“The Holy Spirit is at work here,” one of the parishioners said to me after Mass.

I believe him. I could feel it for myself.

St. Mary’s Catholic Church in Plantersville, Texas is one of the historic “Painted Churches of Texas,” and I visited there one recent Sunday morning.

In fact, it was the Spirit who led me to St. Mary’s.

I’d been researching Marian pilgrimage sites for my ongoing project, Marian Pilgrimage: Discovering Mary Across the USA when I happened upon a brief article about the Catholic heritage of Galveston, Texas. Labeled “The Ellis Island of the West,” the gulf island was a prominent entry-way for European immigrants from the mid-1800s to mid-1900s – many of them Catholic.

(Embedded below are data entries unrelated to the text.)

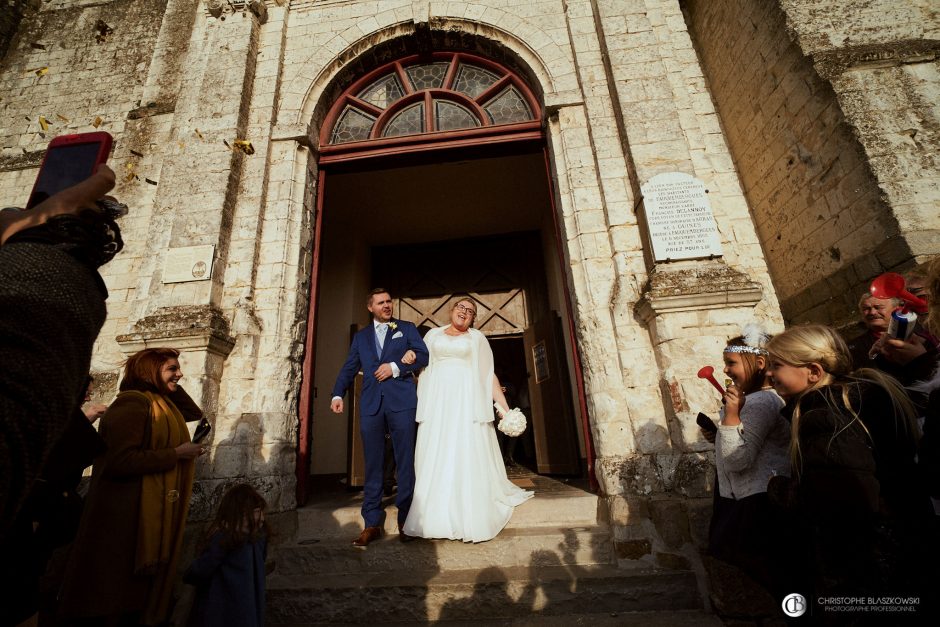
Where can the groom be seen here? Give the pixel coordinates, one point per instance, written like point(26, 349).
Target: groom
point(389, 399)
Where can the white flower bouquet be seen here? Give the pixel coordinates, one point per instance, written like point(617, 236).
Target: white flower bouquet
point(512, 422)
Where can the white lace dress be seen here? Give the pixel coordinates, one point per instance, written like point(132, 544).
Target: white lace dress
point(461, 488)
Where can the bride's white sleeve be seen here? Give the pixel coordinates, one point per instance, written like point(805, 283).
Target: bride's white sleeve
point(421, 414)
point(483, 375)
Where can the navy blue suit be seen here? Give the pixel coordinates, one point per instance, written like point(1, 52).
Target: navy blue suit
point(388, 404)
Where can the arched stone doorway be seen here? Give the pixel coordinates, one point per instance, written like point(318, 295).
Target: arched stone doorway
point(433, 181)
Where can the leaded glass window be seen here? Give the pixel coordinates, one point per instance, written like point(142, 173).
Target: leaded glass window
point(473, 80)
point(451, 116)
point(409, 121)
point(442, 92)
point(353, 125)
point(383, 92)
point(429, 76)
point(508, 107)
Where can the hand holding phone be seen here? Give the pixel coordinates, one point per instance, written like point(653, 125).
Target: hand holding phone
point(69, 160)
point(202, 430)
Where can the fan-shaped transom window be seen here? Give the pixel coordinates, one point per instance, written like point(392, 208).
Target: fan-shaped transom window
point(446, 93)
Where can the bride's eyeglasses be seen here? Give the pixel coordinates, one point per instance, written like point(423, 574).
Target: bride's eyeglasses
point(466, 310)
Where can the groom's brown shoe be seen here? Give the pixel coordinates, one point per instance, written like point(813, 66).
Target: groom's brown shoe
point(368, 535)
point(402, 536)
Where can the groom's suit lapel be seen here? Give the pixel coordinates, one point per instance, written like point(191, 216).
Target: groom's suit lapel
point(389, 332)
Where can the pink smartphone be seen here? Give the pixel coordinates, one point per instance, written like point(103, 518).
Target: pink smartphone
point(69, 159)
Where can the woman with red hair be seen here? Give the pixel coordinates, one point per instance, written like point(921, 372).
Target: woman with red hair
point(125, 557)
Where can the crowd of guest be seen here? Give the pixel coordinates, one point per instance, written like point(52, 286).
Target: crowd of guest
point(110, 559)
point(850, 510)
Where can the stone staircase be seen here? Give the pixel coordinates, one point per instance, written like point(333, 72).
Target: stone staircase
point(553, 560)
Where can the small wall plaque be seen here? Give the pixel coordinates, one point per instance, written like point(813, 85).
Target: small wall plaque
point(190, 263)
point(540, 361)
point(679, 218)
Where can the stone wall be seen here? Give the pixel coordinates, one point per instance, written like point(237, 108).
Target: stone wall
point(815, 202)
point(829, 112)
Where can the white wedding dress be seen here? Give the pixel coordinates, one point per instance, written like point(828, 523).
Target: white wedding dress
point(461, 488)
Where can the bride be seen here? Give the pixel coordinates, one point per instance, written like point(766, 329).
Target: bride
point(461, 489)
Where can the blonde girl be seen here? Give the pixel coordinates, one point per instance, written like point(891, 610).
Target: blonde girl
point(750, 447)
point(853, 440)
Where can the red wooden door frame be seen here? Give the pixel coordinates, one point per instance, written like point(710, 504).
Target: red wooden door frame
point(304, 436)
point(306, 391)
point(376, 147)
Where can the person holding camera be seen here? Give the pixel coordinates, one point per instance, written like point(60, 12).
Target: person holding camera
point(124, 560)
point(52, 306)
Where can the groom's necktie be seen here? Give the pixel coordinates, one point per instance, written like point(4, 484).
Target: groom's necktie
point(380, 337)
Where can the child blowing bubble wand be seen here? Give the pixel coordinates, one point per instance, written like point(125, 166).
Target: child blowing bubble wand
point(751, 447)
point(229, 574)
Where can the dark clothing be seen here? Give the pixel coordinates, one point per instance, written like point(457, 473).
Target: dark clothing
point(100, 578)
point(51, 310)
point(857, 499)
point(49, 518)
point(929, 454)
point(229, 584)
point(859, 347)
point(915, 370)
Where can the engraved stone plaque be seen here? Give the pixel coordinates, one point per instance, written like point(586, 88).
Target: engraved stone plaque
point(190, 263)
point(679, 218)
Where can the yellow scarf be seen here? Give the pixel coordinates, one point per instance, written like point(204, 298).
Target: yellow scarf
point(164, 505)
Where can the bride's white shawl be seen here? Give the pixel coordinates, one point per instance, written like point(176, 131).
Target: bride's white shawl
point(481, 371)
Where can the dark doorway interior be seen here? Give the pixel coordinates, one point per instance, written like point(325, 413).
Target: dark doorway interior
point(509, 361)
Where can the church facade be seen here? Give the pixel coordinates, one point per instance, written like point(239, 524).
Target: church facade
point(280, 157)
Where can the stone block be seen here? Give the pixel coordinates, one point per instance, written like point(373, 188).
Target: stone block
point(671, 521)
point(625, 510)
point(632, 549)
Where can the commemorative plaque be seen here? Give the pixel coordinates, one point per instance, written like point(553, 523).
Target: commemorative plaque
point(679, 218)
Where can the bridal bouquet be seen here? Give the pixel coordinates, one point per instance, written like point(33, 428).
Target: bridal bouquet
point(512, 422)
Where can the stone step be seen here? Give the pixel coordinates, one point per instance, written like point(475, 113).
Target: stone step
point(486, 595)
point(572, 508)
point(536, 546)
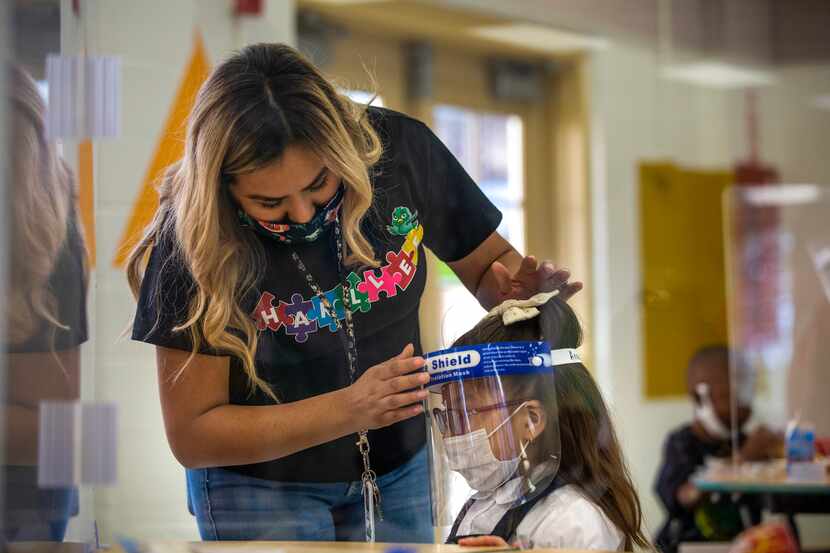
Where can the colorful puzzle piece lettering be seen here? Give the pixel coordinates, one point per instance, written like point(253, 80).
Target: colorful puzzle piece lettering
point(358, 301)
point(413, 240)
point(304, 320)
point(401, 267)
point(268, 316)
point(326, 317)
point(373, 285)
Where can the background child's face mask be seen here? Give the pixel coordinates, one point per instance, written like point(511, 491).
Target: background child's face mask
point(706, 415)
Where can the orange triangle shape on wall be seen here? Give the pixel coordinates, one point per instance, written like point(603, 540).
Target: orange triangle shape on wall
point(170, 148)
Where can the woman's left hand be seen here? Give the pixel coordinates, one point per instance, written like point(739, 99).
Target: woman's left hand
point(532, 278)
point(483, 541)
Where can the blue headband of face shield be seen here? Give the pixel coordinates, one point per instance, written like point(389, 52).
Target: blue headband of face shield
point(495, 359)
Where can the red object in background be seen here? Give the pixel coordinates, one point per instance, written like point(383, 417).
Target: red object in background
point(772, 537)
point(247, 7)
point(760, 281)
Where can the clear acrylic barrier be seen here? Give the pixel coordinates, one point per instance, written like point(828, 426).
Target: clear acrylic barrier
point(778, 278)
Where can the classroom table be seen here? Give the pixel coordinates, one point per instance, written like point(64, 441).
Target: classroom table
point(779, 494)
point(323, 547)
point(263, 547)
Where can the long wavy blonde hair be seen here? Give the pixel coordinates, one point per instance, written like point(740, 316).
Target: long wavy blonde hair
point(261, 100)
point(42, 191)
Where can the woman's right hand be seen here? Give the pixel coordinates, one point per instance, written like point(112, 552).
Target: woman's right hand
point(389, 392)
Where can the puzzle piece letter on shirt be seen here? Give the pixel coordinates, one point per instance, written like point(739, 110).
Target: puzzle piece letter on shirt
point(324, 316)
point(304, 318)
point(373, 285)
point(401, 268)
point(413, 240)
point(358, 301)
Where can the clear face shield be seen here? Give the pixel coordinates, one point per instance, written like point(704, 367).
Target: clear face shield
point(492, 424)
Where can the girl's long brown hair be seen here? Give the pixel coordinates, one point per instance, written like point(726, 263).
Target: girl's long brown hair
point(591, 456)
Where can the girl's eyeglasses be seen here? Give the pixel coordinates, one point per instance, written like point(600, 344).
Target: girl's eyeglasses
point(456, 420)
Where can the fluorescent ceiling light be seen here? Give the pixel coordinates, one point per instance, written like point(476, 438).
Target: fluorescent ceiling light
point(538, 37)
point(781, 195)
point(821, 102)
point(347, 2)
point(718, 75)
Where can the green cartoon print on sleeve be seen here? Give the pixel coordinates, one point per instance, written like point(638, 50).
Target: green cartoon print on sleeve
point(403, 221)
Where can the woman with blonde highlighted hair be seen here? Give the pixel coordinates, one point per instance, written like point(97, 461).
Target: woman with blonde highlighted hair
point(44, 305)
point(280, 281)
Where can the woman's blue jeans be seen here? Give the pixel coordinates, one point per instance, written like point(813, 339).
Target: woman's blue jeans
point(231, 506)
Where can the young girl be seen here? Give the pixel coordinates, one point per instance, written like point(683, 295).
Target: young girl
point(591, 503)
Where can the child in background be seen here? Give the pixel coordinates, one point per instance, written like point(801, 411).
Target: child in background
point(694, 516)
point(592, 503)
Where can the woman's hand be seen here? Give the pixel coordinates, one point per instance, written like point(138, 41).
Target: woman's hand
point(483, 541)
point(532, 278)
point(388, 393)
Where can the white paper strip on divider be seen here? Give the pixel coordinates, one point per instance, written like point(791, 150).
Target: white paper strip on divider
point(99, 432)
point(84, 96)
point(63, 114)
point(57, 444)
point(103, 96)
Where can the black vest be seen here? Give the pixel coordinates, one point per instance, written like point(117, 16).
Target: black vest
point(509, 523)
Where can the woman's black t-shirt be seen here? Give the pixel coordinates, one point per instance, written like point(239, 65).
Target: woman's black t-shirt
point(422, 197)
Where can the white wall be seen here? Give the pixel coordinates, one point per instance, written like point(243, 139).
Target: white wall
point(635, 117)
point(154, 39)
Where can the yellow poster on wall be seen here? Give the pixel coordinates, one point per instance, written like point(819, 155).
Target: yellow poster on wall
point(169, 149)
point(682, 257)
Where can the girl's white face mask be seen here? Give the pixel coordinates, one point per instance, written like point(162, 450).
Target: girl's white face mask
point(472, 457)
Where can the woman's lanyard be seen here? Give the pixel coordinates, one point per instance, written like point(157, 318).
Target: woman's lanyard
point(371, 492)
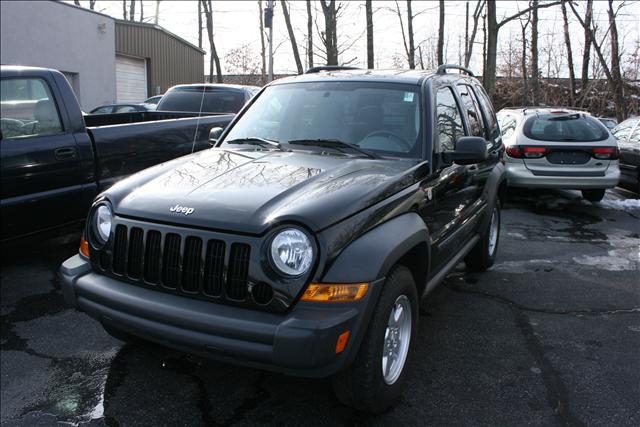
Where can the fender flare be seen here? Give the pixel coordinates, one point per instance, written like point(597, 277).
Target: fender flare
point(373, 254)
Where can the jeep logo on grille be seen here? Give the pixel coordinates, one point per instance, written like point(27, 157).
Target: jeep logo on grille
point(182, 209)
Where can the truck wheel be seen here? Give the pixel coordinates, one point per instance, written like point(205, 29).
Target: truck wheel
point(377, 376)
point(483, 254)
point(593, 195)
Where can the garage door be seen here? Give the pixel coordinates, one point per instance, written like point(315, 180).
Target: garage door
point(131, 80)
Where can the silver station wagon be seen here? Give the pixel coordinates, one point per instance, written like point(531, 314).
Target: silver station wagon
point(559, 148)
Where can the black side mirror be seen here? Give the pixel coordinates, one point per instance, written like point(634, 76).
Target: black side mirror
point(214, 135)
point(469, 150)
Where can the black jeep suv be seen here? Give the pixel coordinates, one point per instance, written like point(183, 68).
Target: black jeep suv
point(304, 241)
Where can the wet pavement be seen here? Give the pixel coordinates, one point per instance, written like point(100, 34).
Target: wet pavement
point(549, 336)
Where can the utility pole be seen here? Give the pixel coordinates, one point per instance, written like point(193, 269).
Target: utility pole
point(268, 23)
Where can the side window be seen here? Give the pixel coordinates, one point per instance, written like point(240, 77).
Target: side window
point(487, 109)
point(474, 118)
point(508, 123)
point(448, 119)
point(27, 108)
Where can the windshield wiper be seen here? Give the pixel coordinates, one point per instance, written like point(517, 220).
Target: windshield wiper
point(332, 143)
point(254, 140)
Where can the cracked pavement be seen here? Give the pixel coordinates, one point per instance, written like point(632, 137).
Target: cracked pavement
point(549, 336)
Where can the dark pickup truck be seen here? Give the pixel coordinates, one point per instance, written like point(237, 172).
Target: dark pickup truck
point(306, 239)
point(54, 159)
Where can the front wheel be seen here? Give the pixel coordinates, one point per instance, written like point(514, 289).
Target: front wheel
point(483, 254)
point(593, 195)
point(377, 376)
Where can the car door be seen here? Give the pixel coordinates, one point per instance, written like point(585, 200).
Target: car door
point(40, 180)
point(448, 186)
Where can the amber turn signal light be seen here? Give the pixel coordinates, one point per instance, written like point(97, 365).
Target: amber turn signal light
point(84, 247)
point(342, 342)
point(334, 292)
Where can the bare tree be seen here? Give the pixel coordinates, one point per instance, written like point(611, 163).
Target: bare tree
point(369, 14)
point(567, 42)
point(208, 12)
point(263, 56)
point(469, 41)
point(292, 36)
point(493, 27)
point(535, 70)
point(330, 37)
point(309, 34)
point(441, 34)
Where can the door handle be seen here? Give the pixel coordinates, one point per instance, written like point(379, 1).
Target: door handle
point(65, 153)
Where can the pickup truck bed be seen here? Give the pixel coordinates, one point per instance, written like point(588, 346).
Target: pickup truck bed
point(55, 159)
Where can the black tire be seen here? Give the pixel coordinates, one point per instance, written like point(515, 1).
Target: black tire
point(122, 336)
point(593, 195)
point(483, 255)
point(362, 385)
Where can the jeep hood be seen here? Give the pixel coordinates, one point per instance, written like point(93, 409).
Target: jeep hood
point(249, 191)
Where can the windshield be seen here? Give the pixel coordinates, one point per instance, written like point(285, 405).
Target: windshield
point(189, 99)
point(379, 117)
point(566, 127)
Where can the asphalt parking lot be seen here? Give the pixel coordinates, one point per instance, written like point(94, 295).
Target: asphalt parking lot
point(549, 336)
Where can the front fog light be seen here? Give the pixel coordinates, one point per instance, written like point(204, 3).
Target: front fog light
point(292, 252)
point(102, 223)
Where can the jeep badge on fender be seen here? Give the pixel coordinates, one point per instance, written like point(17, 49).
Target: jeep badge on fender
point(322, 224)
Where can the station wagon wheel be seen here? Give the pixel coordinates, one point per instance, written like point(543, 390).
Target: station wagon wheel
point(377, 376)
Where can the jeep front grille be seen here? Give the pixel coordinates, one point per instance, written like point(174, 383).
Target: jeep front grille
point(178, 263)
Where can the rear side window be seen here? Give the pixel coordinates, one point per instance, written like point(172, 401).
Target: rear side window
point(565, 128)
point(27, 108)
point(470, 104)
point(448, 120)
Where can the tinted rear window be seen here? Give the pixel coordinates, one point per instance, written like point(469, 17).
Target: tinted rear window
point(189, 100)
point(565, 128)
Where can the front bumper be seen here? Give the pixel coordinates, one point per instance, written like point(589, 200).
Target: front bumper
point(518, 175)
point(300, 342)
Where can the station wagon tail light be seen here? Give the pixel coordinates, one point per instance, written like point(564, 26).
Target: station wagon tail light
point(334, 292)
point(605, 153)
point(534, 152)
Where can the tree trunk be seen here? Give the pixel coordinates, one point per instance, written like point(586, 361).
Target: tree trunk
point(617, 84)
point(330, 35)
point(441, 35)
point(292, 36)
point(206, 6)
point(567, 42)
point(586, 54)
point(263, 56)
point(309, 34)
point(412, 49)
point(535, 71)
point(369, 14)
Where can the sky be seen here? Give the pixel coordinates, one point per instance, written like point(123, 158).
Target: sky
point(236, 24)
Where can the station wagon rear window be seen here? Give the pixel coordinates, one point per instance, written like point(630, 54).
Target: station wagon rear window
point(565, 128)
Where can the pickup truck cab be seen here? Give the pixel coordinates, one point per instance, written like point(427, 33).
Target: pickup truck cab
point(55, 160)
point(304, 241)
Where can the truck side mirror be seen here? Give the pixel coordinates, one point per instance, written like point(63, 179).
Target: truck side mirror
point(214, 135)
point(469, 150)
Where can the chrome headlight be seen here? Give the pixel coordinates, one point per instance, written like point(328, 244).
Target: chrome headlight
point(102, 219)
point(292, 252)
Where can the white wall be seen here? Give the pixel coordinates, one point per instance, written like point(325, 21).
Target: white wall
point(56, 35)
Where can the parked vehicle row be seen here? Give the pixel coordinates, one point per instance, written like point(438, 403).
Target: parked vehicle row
point(54, 160)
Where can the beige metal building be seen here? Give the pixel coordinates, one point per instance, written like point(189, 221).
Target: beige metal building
point(150, 59)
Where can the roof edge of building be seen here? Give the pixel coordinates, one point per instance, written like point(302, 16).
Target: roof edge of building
point(159, 28)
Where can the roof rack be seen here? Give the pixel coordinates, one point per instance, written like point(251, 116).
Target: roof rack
point(329, 68)
point(442, 69)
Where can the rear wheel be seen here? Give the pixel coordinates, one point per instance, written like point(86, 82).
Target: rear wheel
point(377, 376)
point(483, 254)
point(593, 195)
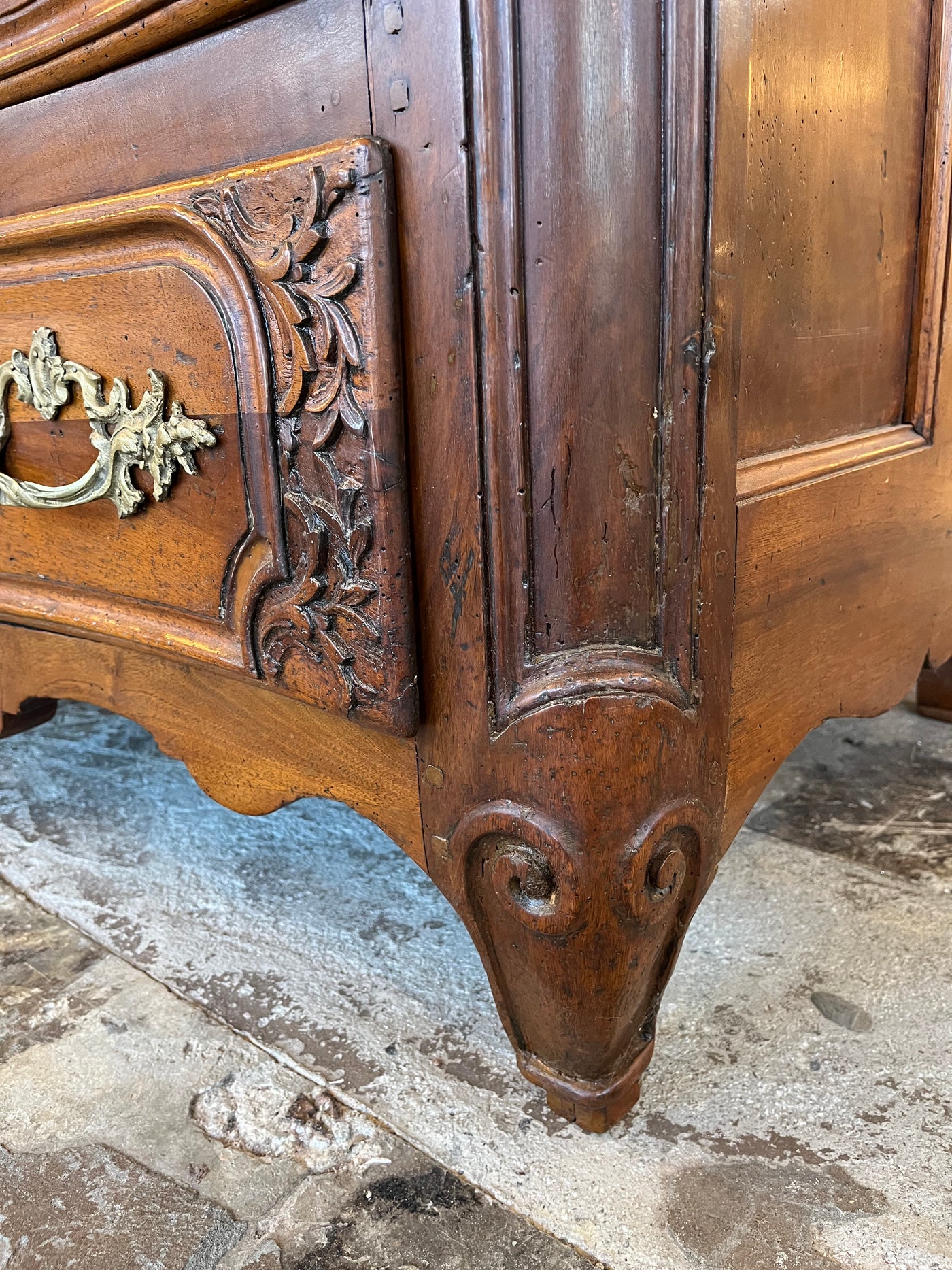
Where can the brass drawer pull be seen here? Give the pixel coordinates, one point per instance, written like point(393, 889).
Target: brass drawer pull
point(124, 437)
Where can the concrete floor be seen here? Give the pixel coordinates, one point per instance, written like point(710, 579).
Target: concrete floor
point(798, 1114)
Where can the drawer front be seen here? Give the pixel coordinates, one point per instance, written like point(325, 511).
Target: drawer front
point(202, 427)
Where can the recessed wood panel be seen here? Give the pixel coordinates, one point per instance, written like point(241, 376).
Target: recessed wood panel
point(221, 101)
point(592, 225)
point(834, 165)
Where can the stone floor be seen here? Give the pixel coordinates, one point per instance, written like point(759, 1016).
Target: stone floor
point(233, 1043)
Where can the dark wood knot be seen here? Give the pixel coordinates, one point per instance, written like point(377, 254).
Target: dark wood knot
point(660, 868)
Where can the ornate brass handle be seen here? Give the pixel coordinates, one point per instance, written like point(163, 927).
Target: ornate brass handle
point(124, 437)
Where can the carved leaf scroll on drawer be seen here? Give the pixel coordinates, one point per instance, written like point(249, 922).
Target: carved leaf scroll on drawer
point(286, 305)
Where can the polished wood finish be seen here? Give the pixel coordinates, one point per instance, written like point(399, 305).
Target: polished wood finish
point(673, 291)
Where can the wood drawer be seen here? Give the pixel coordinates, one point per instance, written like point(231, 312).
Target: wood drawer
point(231, 346)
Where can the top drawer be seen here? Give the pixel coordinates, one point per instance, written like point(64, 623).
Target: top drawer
point(202, 429)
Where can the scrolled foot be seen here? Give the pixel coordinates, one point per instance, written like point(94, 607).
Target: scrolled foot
point(579, 940)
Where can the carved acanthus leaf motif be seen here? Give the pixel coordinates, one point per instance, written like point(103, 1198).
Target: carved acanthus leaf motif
point(303, 284)
point(124, 437)
point(314, 341)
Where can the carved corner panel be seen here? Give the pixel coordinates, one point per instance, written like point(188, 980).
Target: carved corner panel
point(303, 498)
point(593, 347)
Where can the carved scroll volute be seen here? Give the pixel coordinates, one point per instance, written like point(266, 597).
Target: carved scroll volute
point(590, 931)
point(318, 240)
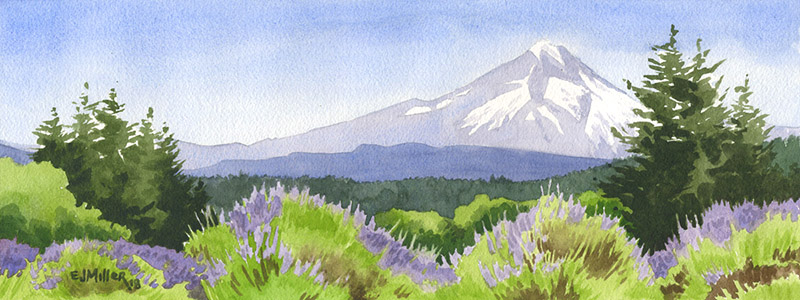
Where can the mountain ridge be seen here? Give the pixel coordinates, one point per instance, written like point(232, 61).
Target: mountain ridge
point(379, 163)
point(540, 101)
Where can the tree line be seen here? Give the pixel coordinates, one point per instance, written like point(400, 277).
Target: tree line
point(128, 171)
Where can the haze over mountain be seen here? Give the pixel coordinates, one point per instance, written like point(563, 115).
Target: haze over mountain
point(376, 163)
point(546, 100)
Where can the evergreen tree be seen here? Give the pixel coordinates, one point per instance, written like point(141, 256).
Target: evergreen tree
point(747, 173)
point(677, 142)
point(133, 178)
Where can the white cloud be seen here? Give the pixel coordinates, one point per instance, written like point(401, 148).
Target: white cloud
point(797, 44)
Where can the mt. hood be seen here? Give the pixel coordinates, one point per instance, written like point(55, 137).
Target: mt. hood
point(545, 100)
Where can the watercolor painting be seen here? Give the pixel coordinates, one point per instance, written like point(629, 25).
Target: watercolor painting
point(399, 150)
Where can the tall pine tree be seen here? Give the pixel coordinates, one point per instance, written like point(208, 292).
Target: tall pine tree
point(129, 171)
point(677, 143)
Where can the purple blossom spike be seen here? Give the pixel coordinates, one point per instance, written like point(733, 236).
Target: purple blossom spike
point(748, 216)
point(661, 262)
point(14, 257)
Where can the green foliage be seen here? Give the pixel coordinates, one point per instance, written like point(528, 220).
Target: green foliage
point(597, 204)
point(36, 208)
point(415, 194)
point(316, 235)
point(129, 171)
point(445, 236)
point(691, 149)
point(758, 263)
point(570, 260)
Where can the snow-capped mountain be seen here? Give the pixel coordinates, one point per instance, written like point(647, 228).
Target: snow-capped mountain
point(545, 100)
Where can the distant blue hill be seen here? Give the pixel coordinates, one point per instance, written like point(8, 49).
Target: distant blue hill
point(17, 155)
point(376, 163)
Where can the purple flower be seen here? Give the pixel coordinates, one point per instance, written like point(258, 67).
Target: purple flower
point(661, 262)
point(748, 216)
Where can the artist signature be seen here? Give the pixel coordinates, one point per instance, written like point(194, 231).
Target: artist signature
point(105, 275)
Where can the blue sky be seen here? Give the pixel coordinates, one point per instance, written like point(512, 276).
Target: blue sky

As they made their way deeper into Texas, they looked for suitable places to establish homesteads and start a new life in a new country. They also looked for suitable places to establish places of worship. Missing home, they built churches that reflected their heritage – German, Czech, Polish, Austrian, and Ukrainian among others. The churches, colorfully painted and brightly decorated, became known as the Painted Churches of Texas. There are more than 20 of them that speckle the landscape of Central Texas. Each one is a work of artistic beauty that is the result of hard work, expert craftsmanship, lots of sweat (especially in the Texas heat!) and boundless love.   

St. Mary’s Catholic Church (originally named the Church of the Nativity of Mary) caught my eye because it’s located the general area I’d be visiting for family reasons. To my delight, I discovered that it was the church where we’d be attending Sunday Mass.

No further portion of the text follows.